I had an idea for a fantasy land, in which Sanfilippo Syndrome is very common and affected people are worshipped. Now, if I can think of a plot, I may end up writing a story about it. But in the meantime, here's a description of how they are viewed in this society (if you think up a plot, feel free to let me know):

They were called come-and-go children, or holy children. They were so holy that they could not live long. They started out just like everyone else, but they were destined for holiness. Shortly after they started walking and talking, the first signs of holiness would appear.They become very energetic, and need less sleep. They stop talking and their hearts open up to all kinds of people. Those are the first signs of a come-and-go child.
Parents are delighted to see this in their child, because the child will be very holy. But they also know they will have less time with the child than usual, so they must make more of the time they have.It is common for parents of come-and-go children to stay home with their child often, letting others do the work they’d have done. They have more valuable work to do - care for their holy child. Siblings also care for the holy child, and both siblings are parents are elevated by this child.
Come-and-go children get less energy after awhile, and start tiring easily. Eventually, they can no longer walk. At this point, parents will sometimes resume work, but they take their child with them everywhere they go, riding in a sleigh. Other people cluster around the child, hoping to be blessed by this holy child. People ask the child to visit their fields or heal sick people.

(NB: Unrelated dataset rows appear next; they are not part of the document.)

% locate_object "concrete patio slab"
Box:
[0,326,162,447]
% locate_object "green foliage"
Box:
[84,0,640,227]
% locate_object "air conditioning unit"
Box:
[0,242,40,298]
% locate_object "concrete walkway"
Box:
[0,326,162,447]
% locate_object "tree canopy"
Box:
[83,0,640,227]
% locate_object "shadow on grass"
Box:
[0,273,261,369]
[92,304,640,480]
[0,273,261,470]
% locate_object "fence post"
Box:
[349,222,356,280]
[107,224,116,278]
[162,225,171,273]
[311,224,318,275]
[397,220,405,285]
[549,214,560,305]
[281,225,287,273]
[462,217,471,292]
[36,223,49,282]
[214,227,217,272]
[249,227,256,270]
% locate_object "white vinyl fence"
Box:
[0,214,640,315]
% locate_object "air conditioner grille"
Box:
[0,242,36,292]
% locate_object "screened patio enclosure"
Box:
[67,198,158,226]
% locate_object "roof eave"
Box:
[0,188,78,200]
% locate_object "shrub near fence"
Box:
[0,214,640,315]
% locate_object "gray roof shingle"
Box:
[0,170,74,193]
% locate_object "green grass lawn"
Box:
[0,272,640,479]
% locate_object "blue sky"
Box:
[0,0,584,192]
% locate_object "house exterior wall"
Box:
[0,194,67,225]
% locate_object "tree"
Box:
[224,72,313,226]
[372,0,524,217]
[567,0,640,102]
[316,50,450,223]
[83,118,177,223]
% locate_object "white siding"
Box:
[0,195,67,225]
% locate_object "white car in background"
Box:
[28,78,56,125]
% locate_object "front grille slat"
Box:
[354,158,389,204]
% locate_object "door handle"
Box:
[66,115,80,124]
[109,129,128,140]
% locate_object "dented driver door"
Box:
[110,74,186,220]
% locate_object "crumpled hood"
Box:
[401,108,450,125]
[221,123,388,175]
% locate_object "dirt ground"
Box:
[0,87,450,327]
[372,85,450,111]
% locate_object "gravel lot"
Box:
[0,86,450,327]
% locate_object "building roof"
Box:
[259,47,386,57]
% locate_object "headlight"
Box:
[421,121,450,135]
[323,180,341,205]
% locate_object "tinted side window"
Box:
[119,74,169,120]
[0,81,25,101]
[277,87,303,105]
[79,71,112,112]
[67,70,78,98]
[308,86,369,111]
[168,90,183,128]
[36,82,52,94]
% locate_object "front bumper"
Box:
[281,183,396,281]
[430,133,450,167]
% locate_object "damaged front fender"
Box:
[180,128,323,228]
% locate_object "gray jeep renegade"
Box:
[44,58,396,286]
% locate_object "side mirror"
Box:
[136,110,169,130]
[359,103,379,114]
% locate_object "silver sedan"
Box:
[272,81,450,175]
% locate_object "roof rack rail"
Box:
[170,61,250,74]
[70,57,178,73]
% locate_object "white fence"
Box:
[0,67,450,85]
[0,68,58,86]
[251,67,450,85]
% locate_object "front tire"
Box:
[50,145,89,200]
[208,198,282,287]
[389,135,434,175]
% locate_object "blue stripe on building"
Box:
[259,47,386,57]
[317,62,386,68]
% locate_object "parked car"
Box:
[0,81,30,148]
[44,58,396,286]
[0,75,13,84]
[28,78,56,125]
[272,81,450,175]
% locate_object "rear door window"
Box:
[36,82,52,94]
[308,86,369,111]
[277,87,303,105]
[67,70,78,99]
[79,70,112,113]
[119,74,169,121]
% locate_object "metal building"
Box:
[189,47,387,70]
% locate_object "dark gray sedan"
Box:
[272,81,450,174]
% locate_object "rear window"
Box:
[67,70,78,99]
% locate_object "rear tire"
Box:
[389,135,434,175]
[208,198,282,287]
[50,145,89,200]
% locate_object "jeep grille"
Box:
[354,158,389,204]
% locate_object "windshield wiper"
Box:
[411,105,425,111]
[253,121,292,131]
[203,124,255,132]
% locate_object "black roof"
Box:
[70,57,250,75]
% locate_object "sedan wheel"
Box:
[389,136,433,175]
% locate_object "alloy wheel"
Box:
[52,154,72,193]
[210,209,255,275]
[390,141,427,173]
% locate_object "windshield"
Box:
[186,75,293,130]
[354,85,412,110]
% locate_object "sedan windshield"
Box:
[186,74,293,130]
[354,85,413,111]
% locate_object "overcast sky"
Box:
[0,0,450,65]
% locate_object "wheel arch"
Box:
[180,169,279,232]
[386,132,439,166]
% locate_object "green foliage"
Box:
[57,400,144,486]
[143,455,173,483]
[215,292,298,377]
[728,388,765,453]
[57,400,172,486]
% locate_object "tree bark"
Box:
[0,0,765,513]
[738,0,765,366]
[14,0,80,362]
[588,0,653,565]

Around the age most children enter adulthood, come-and-go children start weakening. Their holiness is too great for their body to bear. Their family stays with them at all times, taking turns to sleep or tend themselves so the holy child always has someone there. Others visit, and the parents interpret the child’s signals to decide who may enter and when they must leave.
The parents of such children often have many more, because it is known that parents and siblings of come-and-go children are very likely to produce more holy children. Many families try to arrange a marriage with the sibling of a come-and-go child.
Siblings of holy children often marry the siblings of other holy children. That way, the chance of having a come-and-go child is very high. Cousins and other relatives of come-and-go children are also more likely to have come-and-go children, and are also more easily married. I know of one woman who had a child outside of marriage. At first, she was shunned and the father of the child insisted she was not his child. But when that girl started becoming very energetic, and then stopped talking, he was proud to be her father, and the woman got many offers of marriage.
It can be hard to be a family without any come-and-go children. But it is especially hard to have a foreigner in your family, because foreigners never have come-and-go children. It is said that in other lands, come-and-go children are viewed as a tragedy, and parents of one never have another child for fear they, too, will be a come-and-go child. Siblings of those children often never marry. Because of that, come-and-go children are almost never born in foreign families. Many people think foreigners are either confused or simply evil, because they think it bad to have a come-and-go child.

Interesting how something can be viewed totally differently, right? A degenerative neurological disease becomes a condition in which they die of being incredibly holy. I thought up this world because I was wondering how dying in your teens from some kind of disability is considered a tragedy, but dying in your teens (by years) because you're a cat is sad but accepted.